Bragg's office secured a previous guilty plea from Weisselberg in connection with a separate case, a 2022 criminal tax fraud case against the company, in which two subsidiaries of the Trump Organization were found guilty of 17 felony counts.
The Trump Organization entities were fined $1.6 million in the 2022 case. Trump was not personally charged in that case and denied any knowledge of fraud.
Under Weisselberg's plea deal in that case, he was required to testify at the Trump Organization trial in 2022.

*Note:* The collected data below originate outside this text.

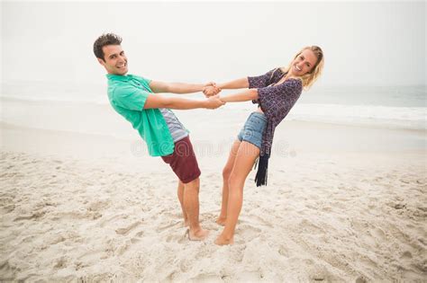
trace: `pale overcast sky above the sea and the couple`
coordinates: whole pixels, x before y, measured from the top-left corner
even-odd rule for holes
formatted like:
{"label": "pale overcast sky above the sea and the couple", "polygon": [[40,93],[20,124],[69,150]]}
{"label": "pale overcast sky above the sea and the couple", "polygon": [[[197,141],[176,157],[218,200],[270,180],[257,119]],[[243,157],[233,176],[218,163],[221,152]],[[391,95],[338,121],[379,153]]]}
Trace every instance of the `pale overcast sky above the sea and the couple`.
{"label": "pale overcast sky above the sea and the couple", "polygon": [[104,84],[93,54],[123,37],[129,72],[224,82],[323,49],[320,85],[425,84],[425,2],[2,2],[2,82]]}

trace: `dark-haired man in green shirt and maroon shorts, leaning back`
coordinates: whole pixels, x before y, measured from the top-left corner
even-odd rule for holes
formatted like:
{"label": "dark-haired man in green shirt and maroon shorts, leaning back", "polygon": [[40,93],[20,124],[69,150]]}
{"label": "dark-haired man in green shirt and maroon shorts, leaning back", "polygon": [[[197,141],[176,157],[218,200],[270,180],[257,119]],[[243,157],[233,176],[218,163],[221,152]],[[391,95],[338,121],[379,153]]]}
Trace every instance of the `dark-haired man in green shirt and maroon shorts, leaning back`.
{"label": "dark-haired man in green shirt and maroon shorts, leaning back", "polygon": [[107,71],[108,98],[114,110],[132,123],[149,147],[151,156],[161,156],[179,179],[177,195],[189,226],[190,240],[203,240],[208,231],[199,224],[199,176],[197,160],[186,128],[169,109],[216,109],[224,103],[217,97],[205,101],[164,97],[154,93],[196,93],[210,84],[181,84],[151,81],[128,73],[128,58],[122,39],[107,33],[94,43],[98,62]]}

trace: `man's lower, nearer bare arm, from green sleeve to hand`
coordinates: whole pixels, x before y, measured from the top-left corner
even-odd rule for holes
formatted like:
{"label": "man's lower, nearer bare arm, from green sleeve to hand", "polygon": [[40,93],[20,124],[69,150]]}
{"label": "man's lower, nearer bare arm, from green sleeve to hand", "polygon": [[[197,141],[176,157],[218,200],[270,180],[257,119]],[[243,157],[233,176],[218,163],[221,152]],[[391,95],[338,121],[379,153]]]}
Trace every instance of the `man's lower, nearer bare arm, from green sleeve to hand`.
{"label": "man's lower, nearer bare arm, from green sleeve to hand", "polygon": [[185,98],[165,97],[161,94],[149,94],[144,104],[144,109],[169,108],[177,110],[189,110],[196,108],[216,109],[225,102],[213,96],[204,101],[195,101]]}

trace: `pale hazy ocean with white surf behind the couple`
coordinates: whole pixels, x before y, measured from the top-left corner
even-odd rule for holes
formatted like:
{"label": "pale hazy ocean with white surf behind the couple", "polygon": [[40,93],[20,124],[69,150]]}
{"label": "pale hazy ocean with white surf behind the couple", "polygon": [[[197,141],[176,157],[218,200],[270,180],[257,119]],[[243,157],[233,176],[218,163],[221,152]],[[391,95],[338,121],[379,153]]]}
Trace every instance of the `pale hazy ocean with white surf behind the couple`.
{"label": "pale hazy ocean with white surf behind the couple", "polygon": [[[102,81],[101,81],[102,82]],[[108,105],[105,84],[8,82],[1,84],[1,121],[14,123],[3,108],[7,100],[21,102],[84,103]],[[234,91],[223,91],[230,94]],[[426,129],[426,86],[325,86],[303,92],[286,119],[332,124]],[[201,93],[184,95],[204,99]],[[251,111],[251,102],[228,103],[223,111]],[[16,117],[16,113],[12,115]]]}

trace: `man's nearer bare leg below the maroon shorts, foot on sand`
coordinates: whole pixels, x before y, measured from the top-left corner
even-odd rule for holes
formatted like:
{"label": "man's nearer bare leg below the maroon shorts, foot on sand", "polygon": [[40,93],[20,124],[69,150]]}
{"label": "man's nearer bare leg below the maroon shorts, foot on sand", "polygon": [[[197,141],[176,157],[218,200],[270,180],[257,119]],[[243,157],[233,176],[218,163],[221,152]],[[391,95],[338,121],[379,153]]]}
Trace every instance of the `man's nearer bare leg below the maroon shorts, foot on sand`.
{"label": "man's nearer bare leg below the maroon shorts, foot on sand", "polygon": [[209,231],[202,229],[199,223],[199,186],[200,179],[184,184],[184,209],[190,226],[189,237],[192,241],[202,241]]}

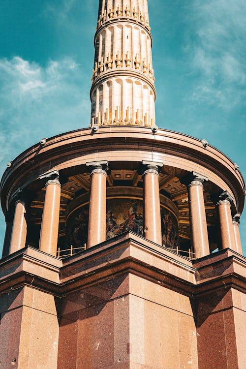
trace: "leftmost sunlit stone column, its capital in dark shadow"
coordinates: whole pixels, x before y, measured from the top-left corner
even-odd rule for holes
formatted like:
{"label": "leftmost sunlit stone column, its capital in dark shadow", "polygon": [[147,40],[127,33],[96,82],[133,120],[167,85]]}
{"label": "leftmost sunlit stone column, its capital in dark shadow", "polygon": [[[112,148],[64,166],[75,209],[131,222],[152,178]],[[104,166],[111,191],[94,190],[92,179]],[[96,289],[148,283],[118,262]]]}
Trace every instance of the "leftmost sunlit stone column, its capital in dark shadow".
{"label": "leftmost sunlit stone column, its capital in dark shadow", "polygon": [[23,190],[15,195],[15,213],[11,234],[9,254],[26,246],[27,239],[27,198]]}

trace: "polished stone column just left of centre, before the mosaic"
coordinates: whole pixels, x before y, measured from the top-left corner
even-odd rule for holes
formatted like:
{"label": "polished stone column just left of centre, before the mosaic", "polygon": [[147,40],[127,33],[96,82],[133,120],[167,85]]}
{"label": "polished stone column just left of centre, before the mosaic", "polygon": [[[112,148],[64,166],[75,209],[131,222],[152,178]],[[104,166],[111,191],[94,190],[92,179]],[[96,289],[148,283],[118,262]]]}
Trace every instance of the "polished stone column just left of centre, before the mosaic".
{"label": "polished stone column just left of centre, before the mosaic", "polygon": [[108,162],[93,161],[86,164],[91,171],[91,197],[87,247],[106,240],[106,188]]}

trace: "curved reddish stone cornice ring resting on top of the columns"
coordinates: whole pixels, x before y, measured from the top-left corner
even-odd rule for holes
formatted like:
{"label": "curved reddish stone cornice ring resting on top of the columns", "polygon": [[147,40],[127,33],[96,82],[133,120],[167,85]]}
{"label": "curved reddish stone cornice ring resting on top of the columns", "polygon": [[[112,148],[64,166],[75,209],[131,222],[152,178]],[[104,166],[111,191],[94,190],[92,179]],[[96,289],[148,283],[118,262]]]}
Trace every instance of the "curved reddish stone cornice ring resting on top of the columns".
{"label": "curved reddish stone cornice ring resting on top of the columns", "polygon": [[[95,134],[92,134],[90,128],[85,128],[47,139],[44,147],[37,144],[26,150],[13,160],[11,167],[3,174],[0,183],[2,209],[5,211],[6,201],[19,186],[38,180],[42,173],[53,166],[59,167],[66,162],[68,167],[76,163],[78,165],[78,158],[83,159],[90,153],[93,155],[95,150],[103,154],[108,151],[113,153],[116,150],[125,152],[125,149],[172,155],[198,164],[201,171],[203,167],[207,168],[228,184],[238,204],[238,212],[242,213],[245,197],[244,179],[226,155],[212,146],[205,150],[200,140],[182,133],[158,129],[157,133],[153,134],[150,128],[140,126],[100,127]],[[76,163],[69,164],[72,158]]]}

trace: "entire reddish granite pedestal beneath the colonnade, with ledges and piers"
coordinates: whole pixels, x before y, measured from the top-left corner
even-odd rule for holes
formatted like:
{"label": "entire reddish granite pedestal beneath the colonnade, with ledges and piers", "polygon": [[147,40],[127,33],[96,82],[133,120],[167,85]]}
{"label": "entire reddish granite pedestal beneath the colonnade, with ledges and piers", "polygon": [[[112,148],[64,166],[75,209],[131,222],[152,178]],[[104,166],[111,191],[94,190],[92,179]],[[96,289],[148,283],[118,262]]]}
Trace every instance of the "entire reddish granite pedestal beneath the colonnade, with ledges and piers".
{"label": "entire reddish granite pedestal beneath the colonnade, with ledges and piers", "polygon": [[245,369],[245,277],[230,249],[192,262],[132,233],[63,261],[27,247],[0,261],[1,365]]}

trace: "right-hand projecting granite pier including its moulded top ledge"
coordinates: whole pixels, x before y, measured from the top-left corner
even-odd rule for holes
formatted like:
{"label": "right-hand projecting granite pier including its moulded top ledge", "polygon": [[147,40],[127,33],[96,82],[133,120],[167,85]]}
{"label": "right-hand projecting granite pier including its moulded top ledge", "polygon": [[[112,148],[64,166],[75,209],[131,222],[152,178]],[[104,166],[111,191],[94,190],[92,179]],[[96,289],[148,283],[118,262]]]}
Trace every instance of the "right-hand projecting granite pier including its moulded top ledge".
{"label": "right-hand projecting granite pier including its moulded top ledge", "polygon": [[193,263],[200,289],[193,303],[199,369],[246,367],[244,261],[226,249]]}

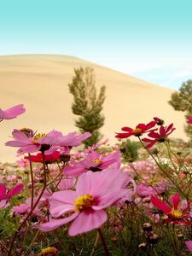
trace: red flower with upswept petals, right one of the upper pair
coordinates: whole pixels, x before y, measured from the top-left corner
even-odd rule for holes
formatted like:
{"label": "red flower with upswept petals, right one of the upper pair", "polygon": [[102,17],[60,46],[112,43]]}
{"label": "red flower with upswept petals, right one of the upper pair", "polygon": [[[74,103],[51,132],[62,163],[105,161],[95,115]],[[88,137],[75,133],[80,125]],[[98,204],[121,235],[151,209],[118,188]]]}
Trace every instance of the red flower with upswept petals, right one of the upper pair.
{"label": "red flower with upswept petals, right one of the upper pair", "polygon": [[168,127],[161,125],[159,133],[155,131],[149,132],[148,137],[152,137],[153,139],[142,139],[143,143],[148,143],[148,145],[145,146],[145,148],[151,148],[154,146],[155,143],[164,143],[166,141],[166,137],[168,137],[168,135],[170,135],[174,130],[175,128],[173,127],[173,124],[171,124]]}

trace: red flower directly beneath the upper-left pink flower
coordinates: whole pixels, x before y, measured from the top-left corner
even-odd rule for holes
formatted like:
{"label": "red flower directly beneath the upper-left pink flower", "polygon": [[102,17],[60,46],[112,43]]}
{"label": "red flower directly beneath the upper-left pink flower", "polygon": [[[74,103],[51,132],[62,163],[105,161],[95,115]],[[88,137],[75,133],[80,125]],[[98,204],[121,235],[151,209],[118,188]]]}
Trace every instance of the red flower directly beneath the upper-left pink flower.
{"label": "red flower directly beneath the upper-left pink flower", "polygon": [[32,162],[37,162],[37,163],[43,163],[45,160],[45,163],[50,163],[54,162],[55,160],[60,159],[60,153],[55,151],[53,154],[45,154],[44,155],[44,160],[43,160],[43,154],[38,153],[36,155],[32,154],[30,156],[26,156],[25,159],[31,160]]}

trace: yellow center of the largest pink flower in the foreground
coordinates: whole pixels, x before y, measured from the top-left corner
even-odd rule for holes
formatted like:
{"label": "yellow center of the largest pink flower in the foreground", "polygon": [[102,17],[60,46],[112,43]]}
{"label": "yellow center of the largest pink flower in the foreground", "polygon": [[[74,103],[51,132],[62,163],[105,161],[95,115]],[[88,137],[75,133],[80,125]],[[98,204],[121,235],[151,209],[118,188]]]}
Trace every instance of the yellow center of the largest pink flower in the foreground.
{"label": "yellow center of the largest pink flower in the foreground", "polygon": [[75,211],[84,211],[90,209],[94,204],[94,197],[92,195],[81,195],[75,201]]}

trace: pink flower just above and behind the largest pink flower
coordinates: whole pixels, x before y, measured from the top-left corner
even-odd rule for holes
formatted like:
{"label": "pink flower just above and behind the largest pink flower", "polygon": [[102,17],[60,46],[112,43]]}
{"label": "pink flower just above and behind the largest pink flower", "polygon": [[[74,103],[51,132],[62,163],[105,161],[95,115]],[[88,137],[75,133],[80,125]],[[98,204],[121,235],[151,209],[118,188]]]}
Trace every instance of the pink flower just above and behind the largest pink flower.
{"label": "pink flower just above and behind the largest pink flower", "polygon": [[103,169],[106,169],[108,166],[112,166],[115,163],[115,168],[119,168],[119,151],[108,154],[108,156],[98,154],[96,151],[91,151],[85,155],[84,160],[79,162],[71,161],[68,166],[65,166],[63,169],[63,175],[67,175],[69,177],[78,177],[83,172],[102,171]]}

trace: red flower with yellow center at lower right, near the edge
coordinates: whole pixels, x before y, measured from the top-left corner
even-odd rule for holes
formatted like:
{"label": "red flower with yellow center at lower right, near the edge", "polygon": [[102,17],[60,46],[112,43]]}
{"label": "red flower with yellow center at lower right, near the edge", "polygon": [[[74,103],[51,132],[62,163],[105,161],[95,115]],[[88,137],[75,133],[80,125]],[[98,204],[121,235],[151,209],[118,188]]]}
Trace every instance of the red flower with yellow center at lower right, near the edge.
{"label": "red flower with yellow center at lower right, near the edge", "polygon": [[167,215],[165,224],[172,222],[173,224],[192,224],[189,221],[189,214],[185,214],[189,210],[189,205],[185,209],[178,209],[178,203],[180,201],[180,195],[176,193],[169,198],[169,202],[172,206],[161,201],[158,197],[151,196],[151,202],[154,207],[157,207]]}

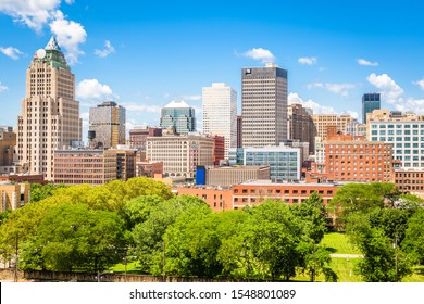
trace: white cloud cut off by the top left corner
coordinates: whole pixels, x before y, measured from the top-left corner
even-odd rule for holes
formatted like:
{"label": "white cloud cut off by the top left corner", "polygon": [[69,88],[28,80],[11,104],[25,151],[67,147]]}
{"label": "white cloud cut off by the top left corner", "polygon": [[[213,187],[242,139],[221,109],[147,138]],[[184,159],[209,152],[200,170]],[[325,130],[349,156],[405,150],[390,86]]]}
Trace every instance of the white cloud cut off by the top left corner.
{"label": "white cloud cut off by the top left corner", "polygon": [[2,0],[0,12],[39,33],[51,20],[60,3],[60,0]]}

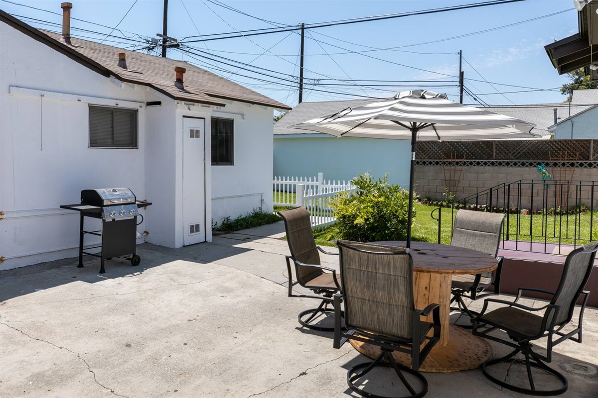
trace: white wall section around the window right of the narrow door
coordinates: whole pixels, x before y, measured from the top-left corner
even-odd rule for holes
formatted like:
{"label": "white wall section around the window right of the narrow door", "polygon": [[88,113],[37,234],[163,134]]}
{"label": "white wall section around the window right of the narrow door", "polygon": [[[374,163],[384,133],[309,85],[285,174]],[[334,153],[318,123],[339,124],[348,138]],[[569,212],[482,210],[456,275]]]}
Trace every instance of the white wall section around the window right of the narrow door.
{"label": "white wall section around the window right of the narrow door", "polygon": [[234,164],[211,166],[212,219],[221,223],[254,209],[272,211],[273,109],[234,102],[212,116],[234,119]]}

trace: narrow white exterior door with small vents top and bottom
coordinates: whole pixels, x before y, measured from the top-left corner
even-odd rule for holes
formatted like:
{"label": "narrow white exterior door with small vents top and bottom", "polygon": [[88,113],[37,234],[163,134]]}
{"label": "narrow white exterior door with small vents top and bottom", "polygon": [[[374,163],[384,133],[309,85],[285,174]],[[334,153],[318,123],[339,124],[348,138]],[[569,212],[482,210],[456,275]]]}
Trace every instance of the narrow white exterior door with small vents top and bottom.
{"label": "narrow white exterior door with small vents top and bottom", "polygon": [[183,228],[183,245],[206,241],[206,119],[203,118],[183,118]]}

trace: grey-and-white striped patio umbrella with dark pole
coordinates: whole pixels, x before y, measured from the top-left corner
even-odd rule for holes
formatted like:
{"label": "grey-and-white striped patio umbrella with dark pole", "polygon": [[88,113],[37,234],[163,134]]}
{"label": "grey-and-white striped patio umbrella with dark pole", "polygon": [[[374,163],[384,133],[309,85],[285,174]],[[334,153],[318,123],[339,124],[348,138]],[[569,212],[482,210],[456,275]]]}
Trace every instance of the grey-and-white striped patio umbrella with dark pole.
{"label": "grey-and-white striped patio umbrella with dark pole", "polygon": [[292,127],[336,137],[411,140],[407,248],[411,246],[413,175],[417,141],[533,138],[534,124],[486,109],[454,103],[446,94],[403,91],[394,98],[346,108]]}

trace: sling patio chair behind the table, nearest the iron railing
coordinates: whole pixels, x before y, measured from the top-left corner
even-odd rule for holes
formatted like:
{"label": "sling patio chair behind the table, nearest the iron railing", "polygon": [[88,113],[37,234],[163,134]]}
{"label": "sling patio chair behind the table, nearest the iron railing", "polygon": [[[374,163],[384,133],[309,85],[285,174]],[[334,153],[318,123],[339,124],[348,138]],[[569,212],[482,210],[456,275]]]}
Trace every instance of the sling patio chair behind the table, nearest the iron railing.
{"label": "sling patio chair behind the table, nearest the iron railing", "polygon": [[[498,244],[501,240],[502,222],[505,214],[487,213],[481,211],[459,210],[454,219],[453,237],[451,246],[458,246],[466,249],[473,249],[490,254],[496,257]],[[469,319],[476,316],[474,311],[469,310],[463,297],[471,300],[497,295],[501,290],[502,256],[496,257],[498,267],[488,273],[477,275],[453,276],[451,280],[451,304],[456,303],[457,307],[451,310],[465,313]],[[485,289],[493,286],[493,292],[481,294]],[[462,328],[471,328],[468,325],[457,324]]]}

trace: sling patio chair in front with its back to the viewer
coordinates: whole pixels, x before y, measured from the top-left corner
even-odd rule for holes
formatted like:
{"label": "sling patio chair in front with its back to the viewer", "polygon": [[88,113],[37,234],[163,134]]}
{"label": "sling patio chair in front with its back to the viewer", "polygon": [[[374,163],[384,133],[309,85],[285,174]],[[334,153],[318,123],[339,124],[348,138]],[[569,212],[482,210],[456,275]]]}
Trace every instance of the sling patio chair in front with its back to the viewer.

As part of his plea agreement in Weisselberg's perjury case, prosecutors agreed not to call him as a witness in Trump's upcoming criminal trial, which is scheduled to begin Monday.
A timeline of perjury
On April 19, 2023, Weisselberg was released from a five month jail sentence after 100 days, for good behavior.
Thirty-two days later, on May 21, he committed perjury during a deposition, according to the Manhattan District Attorney.
On July 17 — 55 days later — he did it again, he admits.
And then again 87 days later, on Oct. 12, while on the stand in his civil fraud case, according to prosecutors.
Now Weisselberg has once again been sentenced to five months in jail.
He will be eligible for release in 100 days, with good behavior.